Vivimos un momento tremendamente interesante cuando pasamos por el que pequeño laboratorio que tiene la bodega. Allí estaban apilados en fila unos 10 ó 15 vasos con mosto. Nos cuenta Fernando que esa misma mañana estaban catando y analizando el mosto para decidir si se lanzaban a realizar la vendimia. Yo creo que es el momento más interesante y crucial del año. El enólogo, basándose en mucho en criterios científicos y en otros que tienen que ver con la experiencia, la intuición y el corazón tenía que decidir si era ya el momento. Supongo que allí estarían todas las fuerzas vivas con la respiración contenida esperando el dictamen del enólogo. Y el enólogo dijo… “aún no”. Como había dicho la semana anterior, y la anterior. Y todos saliendo del laboratorio con la inquietud de la no puesta en marcha con la que llevan soñando y suspirando desde hace tiempo. Y es ese momento en el que la bodega pasa de una actividad de pocas personas, a una actividad frenética de muchas personas más en las que el trabajo es algo extenuante y estresante, en el que uno se juega todo lo que ha ido haciendo a lo largo del año.  Me habría encantado estar ahí en ese momento, pero creo que pude imaginarlo bastante bien viendo esos vasos.

Definitivamente nos vamos a la sala de catas. El día ya se va apagando un poquito y nos dice Fernando si no vemos los ciervos. Yo, por mucho que afino la vista no llego a vislumbrarlos, la verdad es que tengo ya bastante mala vista de lejos. Pero supongo que ahí debían estar. Pedazo de bosque rodea al viñedo. El enclave en el que está la bodega es espectacular.

Degustamos 3 de sus vinos, un blanco y dos tintos. Excepcionales los 3, nos los sirven y nos invitan a maridarlos con un embutido de ciervo y un queso de cabra excepcionales.

El blanco Meravén 2009, amarillo/verdoso, de intensidad media, muy aromatico y complejo en nariz, floral, y fresco, largo y un pelín amargo en boca. Muy fácil de beber.

Los tintos Finca Río Negro 2006 y 2008 , intensos en color y en aroma con predominio de frutas tipo zarzamora, potentes, equilibrados y bastante largos. Se podía apreciar la mayor edad y complejidad en el 2006.

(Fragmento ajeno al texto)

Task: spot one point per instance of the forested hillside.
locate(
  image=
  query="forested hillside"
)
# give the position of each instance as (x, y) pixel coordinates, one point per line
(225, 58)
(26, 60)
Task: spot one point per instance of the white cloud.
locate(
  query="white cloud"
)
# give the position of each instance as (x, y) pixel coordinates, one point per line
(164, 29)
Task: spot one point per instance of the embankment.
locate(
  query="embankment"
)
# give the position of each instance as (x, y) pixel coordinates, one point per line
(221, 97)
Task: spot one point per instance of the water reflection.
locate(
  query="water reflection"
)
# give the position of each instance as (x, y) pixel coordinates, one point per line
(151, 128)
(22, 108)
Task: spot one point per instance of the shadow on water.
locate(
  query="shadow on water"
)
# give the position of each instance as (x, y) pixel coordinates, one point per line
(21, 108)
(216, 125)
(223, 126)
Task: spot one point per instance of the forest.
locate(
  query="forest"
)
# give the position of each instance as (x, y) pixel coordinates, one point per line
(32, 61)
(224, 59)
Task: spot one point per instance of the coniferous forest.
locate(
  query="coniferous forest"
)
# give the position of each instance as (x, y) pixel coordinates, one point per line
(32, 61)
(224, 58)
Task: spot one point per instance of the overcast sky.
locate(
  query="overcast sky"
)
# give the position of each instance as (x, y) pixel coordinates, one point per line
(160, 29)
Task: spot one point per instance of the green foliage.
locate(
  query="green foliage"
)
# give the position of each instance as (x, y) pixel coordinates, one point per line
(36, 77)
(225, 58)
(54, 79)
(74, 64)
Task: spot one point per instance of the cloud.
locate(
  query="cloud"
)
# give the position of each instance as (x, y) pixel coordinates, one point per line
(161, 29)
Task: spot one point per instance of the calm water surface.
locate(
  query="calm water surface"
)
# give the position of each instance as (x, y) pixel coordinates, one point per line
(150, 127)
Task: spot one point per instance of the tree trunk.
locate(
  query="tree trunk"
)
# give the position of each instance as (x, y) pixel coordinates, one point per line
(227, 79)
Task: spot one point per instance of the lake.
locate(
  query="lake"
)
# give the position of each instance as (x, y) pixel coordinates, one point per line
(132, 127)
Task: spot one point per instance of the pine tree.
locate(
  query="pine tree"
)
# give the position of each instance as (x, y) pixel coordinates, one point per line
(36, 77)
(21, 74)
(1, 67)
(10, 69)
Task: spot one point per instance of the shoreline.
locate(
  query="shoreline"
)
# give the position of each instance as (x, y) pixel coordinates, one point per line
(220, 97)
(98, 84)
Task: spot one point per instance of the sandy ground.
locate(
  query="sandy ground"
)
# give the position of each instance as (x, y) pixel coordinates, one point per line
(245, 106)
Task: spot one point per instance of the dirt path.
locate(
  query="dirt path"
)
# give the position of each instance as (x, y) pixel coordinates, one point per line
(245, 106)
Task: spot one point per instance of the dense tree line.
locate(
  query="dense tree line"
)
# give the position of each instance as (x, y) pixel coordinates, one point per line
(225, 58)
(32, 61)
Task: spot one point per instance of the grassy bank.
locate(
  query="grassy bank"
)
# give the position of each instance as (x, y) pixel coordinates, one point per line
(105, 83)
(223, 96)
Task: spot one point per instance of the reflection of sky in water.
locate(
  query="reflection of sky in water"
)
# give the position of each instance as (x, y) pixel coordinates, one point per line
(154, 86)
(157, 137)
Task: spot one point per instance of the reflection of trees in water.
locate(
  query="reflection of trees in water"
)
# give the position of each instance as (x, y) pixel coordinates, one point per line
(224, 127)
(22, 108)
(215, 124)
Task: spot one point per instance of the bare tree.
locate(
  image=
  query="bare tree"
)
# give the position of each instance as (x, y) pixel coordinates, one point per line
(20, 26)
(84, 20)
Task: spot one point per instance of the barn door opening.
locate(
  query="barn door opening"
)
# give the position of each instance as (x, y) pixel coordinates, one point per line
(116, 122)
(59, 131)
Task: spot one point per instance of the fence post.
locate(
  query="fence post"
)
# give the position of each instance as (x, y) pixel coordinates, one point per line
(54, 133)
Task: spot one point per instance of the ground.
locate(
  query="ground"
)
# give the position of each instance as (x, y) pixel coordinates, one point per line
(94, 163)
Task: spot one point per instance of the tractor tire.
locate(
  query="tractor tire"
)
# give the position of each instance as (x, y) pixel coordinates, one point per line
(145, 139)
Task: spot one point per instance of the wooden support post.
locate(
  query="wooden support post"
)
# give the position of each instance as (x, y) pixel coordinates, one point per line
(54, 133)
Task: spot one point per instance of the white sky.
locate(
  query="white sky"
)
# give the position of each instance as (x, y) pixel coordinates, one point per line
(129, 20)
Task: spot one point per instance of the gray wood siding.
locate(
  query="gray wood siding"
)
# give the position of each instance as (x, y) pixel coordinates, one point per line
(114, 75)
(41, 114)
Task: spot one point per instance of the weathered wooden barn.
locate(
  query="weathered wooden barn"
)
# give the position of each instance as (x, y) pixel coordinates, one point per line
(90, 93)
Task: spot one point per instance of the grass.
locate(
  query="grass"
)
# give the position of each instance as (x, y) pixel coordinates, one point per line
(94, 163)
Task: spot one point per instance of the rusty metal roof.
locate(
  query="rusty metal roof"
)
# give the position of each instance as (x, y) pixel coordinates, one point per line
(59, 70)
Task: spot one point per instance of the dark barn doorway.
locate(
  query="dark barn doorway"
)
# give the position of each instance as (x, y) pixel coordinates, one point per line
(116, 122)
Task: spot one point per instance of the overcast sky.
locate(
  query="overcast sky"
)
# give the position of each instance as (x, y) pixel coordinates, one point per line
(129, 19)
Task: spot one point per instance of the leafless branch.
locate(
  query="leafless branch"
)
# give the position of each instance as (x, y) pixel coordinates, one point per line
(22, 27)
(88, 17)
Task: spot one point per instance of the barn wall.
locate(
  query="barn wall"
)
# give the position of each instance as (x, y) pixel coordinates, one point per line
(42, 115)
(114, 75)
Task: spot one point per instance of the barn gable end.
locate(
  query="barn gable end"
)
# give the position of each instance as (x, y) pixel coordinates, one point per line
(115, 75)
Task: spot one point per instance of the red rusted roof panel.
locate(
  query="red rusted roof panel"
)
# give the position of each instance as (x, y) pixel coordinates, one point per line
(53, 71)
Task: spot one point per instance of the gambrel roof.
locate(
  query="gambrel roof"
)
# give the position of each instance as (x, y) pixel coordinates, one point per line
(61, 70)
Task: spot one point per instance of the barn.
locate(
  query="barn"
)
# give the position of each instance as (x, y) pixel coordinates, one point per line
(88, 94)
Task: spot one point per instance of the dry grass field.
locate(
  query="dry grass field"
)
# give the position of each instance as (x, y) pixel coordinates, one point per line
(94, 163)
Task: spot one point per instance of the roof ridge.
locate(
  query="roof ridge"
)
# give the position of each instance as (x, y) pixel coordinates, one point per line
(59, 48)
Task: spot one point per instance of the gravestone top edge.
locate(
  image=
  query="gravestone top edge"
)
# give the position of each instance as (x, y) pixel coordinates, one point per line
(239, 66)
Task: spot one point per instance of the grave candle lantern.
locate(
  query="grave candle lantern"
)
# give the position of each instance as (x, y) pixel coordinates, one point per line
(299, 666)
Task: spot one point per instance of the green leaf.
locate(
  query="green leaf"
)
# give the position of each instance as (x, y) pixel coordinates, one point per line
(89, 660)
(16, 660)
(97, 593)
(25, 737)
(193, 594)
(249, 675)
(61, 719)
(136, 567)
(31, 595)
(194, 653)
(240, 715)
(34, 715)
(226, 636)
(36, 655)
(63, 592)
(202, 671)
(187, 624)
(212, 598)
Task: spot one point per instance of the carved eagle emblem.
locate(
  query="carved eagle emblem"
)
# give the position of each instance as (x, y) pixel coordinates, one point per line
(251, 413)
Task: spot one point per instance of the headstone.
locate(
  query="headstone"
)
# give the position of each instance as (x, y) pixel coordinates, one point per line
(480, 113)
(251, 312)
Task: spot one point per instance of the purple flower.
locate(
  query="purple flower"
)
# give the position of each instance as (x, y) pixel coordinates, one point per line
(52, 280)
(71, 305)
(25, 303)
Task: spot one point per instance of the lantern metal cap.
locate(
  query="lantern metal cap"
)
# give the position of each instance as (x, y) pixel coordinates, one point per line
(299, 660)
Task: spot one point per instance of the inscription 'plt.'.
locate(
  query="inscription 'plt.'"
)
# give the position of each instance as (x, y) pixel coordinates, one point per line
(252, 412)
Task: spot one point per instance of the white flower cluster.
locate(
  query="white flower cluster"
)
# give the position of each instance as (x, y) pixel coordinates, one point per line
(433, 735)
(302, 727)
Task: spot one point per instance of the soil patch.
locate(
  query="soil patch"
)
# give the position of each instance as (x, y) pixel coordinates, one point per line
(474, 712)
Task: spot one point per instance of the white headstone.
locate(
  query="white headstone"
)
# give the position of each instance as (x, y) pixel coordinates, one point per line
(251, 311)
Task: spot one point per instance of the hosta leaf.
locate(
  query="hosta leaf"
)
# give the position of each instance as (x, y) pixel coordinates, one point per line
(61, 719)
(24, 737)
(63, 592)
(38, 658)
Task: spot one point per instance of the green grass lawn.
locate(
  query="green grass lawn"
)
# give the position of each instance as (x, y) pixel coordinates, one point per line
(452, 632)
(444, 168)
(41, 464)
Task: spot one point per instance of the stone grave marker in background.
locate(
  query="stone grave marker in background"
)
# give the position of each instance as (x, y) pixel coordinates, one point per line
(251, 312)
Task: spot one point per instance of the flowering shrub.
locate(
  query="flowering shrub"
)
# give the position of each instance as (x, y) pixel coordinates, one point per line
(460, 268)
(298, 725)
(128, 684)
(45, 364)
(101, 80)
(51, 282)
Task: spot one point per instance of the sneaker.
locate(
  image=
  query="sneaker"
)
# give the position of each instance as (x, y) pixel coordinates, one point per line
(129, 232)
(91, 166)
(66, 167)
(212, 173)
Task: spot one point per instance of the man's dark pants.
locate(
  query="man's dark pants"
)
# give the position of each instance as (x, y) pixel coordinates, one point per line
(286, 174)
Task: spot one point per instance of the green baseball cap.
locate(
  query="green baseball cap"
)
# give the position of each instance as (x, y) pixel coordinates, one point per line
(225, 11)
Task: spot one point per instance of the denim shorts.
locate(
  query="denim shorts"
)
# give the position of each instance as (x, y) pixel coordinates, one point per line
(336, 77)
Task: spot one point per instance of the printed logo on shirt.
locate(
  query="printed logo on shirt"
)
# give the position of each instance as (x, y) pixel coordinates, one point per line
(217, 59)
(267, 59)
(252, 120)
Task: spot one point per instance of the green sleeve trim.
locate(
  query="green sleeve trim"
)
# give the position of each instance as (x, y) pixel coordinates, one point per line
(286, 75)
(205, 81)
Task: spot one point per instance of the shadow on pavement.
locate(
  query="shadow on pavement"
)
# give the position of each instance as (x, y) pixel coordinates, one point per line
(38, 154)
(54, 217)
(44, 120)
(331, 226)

Y cuando salimos ocurre lo inesperado. Oimos “berrear” a los ciervos. Es esta una actividad que vengo diciendo que quería estar presente desde hace años. Y voy a una bodega y resulta que me aparece de foma gratuita e inesperada. Esa fue la guinda a la visita “fantástica a Finca Río Negro”. Hubiera hecho todo este viaje por esos 5 minutos fascinantes en los que estábamos todos callados y con la boca abierta.

Posteriomente nos fuimos a Alcalá de Henares. Iba en el Winebus alguien de Alcalá con quien habíamos pactado de antemano que se quedaría a la vuelta. Yo ya conocía Alcalá pero tener a una “alcalaína” (¿Se dice así?) era todo una garantía.

Bueno, pues en Alcalá te regalan la tapa con la bebida. Pero es que la tapa para muchos de nosotros con una sola tapa cenaron. Yo que soy un hambrón me tomé 2. Y me costó cenar 5 euros. “Cenar por 5 euros” ¿No es una pasada? (en realidad me costó 2,5 euros porque me invitaron a la primera bebida) (Los winebuseros son muy generosos) :)

Nos despedimos de la alcalaína y nos dirigimos hacia Madrid para llegar a eso de la 1 de la madrugada.

Yo no sé cómo te lo pasaste tú. To solo sé que el sábado 22 fue un día muy especial y que no hubiera querido estar en otro lugar no con otra gente.